Mit der Präzision eines Uhrwerks

Louise Lecavalier umkämpft leichtfüßig ihren „Battleground“

Sie ist bekannt für ihre unbändige Art des Tanzes. Auch ihre neueste Arbeit erscheint wie ein einziger Atemzug. In ihr zeigt die kanadische Ausnahmekünstlerin, dass es für einen Kampf nicht unbedingt einen Gegner braucht

Dresden , 21/02/2016

Sie ist ihr eigener Ritter. Ihre Rüstung ist schwarz, unter der glänzenden Kapuze lugt ihr signifikanter Pony hervor. Die glänzenden Hosen sind an den Enden der Beine ausgestellt, etwas zu kurz, um ihre beeindruckende Fußarbeit sichtbar zu machen. Louise Lecavalier ‚kämpft’ anfangs nur mit einem Arm. Es dauert einige Minuten, bis ihr gesamter Körper zum Einsatz kommt.
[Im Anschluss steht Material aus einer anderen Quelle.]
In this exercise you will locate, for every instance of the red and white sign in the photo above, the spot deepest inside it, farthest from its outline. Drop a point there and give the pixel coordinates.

Bis dahin trippelt sie wie ein Insekt über den hellen Tanzboden, ohne die Knie voneinander zu lösen.

Die spröde Holzwand, die den Hintergrund begrenzt, hat Baumarktcharakter. Keine Schnörkel, nichts, was ablenken könnte. Das Licht (Alain Lortie) führt die Geometrie dieser Wand weiter. Rechte Winkel, gerade Linien. Ein deutlicher Kontrast zur natürlichen Organik in den Bewegungen. Das Vokabular ist wie gewohnt eher natürlich als artifiziell. Das typisch Mechanisch-Repetitive in den Bewegungen Lecavaliers weist eine Präzision auf, die keinen Zufall möglich scheinen lässt.

Der Aktionsraum, der ihren „Battleground“ darstellt, ist aber frei von Bedrohlichkeit und eher wie ein Brettspiel: Alles ist deutlich umrissen, die Grenzen sind gezogen und die Regeln bekannt. Alles Wilde ist Ritual und Spiel, Albernheiten und bewusst Belangloses inklusive. Und da der Ablauf eines Rituals eben bekannt ist, kann dieser getrost unterbrochen werden: Louise Lecavalier setzt sich auf einen Hocker, ganz dicht neben dem Tanzboden, verharrt kurz und starrt dabei wie gebannt ‚in den Ring’. Antoine Berthiaume, der als Live-Musiker im Wortsinn den Takt vorgibt, reicht ihr eine Trinkflasche. Ein kleiner Schluck genügt, dann geht es ab in die nächste Runde. Trotzdem ist das kein Boxkampf. Es gibt hier einfach weit und breit keinen Gegner.

Das ändert sich auch mit dem Auftritt Robert Abubos nicht. Er tanzt mit ihr, aber ist eben nicht als Gegner choreografiert. Er ist aber auch kein Partner auf Augenhöhe. Das macht seine Rolle interessant. Er ist Reagierender, Ergänzung, Verlängerung der Aktionen Lecavaliers. Er ermöglicht ihr Bewegungssequenzen, die allein nicht realisierbar sind und stützt die Gesamtaussage, bleibt aber bis zum Ende quasi einen Schritt hinter ihr. Diese Form der Ergänzung ist zwar nicht neu, bereits in „So blue“ (2012) hat Lecavalier in vergleichbarer Weise mit Frédéric Tavernini gearbeitet, ihre Wirksamkeit verfehlt sie aber trotzdem nicht. Das Publikum im Festspielhaus Hellerau hat es entsprechend von den Sitzen gerissen.